The third point I want to emphasize about the distinction of Buddha’s life is his seven-day meditation under the Podhi tree which eventually lead to his “enlightenment,” viz., his realization of the four noble truths which defeats the human ignorance towards true reality.
Still, let me use some comparison to express my overall feeling to this part of Buddha’s story. We all know that Socrates, Plato and Aristotle all had a certain level of formal education before they constructed their philosophies. We also know that Confucius and virtually all Ru scholars were very much cherishing the value of education. However, what education did the Buddha get? We didn’t find any mention of teachers or tutors when he stayed in the royal household; when we get to know that one central teaching of Buddhism is the concept of “no-self,” neither could we find where this concept came from, except that the concept was a direct refutation against the idea of “Atman” in Upanishadic Hinduism. In other words, it is truly remarkable for Siddhartha to ground his central teaching not upon any book, any tradition, or any source of historical authority. Rather, the genuine foundation of the Buddhist teaching was actually the experience which a human figure, Siddhartha, got from an intensive and prolonged practice of meditation!
Actually, the defiance against literature, artifices and even words can be so radical in the later development of Buddhism that there was a unique type of Buddhism, called Zen Buddhism, which historically originated from China, and developed in Korea and Japan. Zen Buddhism proclaimed “words” as being a great obstacle to enlightenment. And the slogan for the ingenuity of Zen Buddhism is that its wisdom is “not established in any word, but transmitted outside the Buddhist teaching.” But how can a Buddhist teaching be transmitted outside the Buddhist teaching? Negatively, it is done so through the denial of the value of words and the teachings based upon words. Positively, it is through practices and human experiences, among which meditation takes an extremely significant role. Although virtually all major world religious traditions teach, practice and theorize meditation, the preponderate role Buddhism ascribes to it still makes Buddhism very distinctive in this regard among its peers.

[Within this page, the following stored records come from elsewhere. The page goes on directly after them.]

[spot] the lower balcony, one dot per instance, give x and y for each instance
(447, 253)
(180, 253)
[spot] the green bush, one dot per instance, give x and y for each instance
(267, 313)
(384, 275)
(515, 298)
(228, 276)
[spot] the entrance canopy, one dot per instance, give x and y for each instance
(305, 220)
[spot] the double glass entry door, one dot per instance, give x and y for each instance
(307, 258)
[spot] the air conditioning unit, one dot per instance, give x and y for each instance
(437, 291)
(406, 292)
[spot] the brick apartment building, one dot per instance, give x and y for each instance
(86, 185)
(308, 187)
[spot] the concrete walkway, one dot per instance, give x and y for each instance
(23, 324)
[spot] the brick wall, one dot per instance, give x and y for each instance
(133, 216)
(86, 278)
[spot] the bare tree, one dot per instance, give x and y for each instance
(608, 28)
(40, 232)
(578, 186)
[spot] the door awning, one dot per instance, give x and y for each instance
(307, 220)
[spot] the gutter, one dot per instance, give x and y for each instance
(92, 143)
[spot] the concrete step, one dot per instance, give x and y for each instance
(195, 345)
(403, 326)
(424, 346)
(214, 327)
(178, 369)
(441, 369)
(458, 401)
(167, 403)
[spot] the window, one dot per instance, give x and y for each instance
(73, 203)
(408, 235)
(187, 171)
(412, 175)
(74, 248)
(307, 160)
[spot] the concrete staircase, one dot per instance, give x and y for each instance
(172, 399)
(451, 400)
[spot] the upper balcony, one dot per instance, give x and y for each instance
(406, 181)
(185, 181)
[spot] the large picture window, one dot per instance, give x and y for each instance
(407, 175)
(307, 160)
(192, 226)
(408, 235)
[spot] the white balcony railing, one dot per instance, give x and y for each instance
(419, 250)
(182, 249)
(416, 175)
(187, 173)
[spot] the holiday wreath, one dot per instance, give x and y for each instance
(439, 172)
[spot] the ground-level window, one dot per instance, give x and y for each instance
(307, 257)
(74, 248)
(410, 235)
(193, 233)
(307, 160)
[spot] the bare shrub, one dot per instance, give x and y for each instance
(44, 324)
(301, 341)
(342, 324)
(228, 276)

Good, I have elaborated several major points of my philosophical understanding of Buddha’s story. As we will learn down the road, Buddhism evolves and diversifies greatly across varying geographical regions of the world and in varying periods of human history. It would be very inspiring to get to learn all these variations within Buddhism; however, as Buddhism started from a fairy tale with such a philosophical density, we can expect that the meaning of the tale will grow, proliferate, and twist according to different readers, and according to different ages of the same reader’s.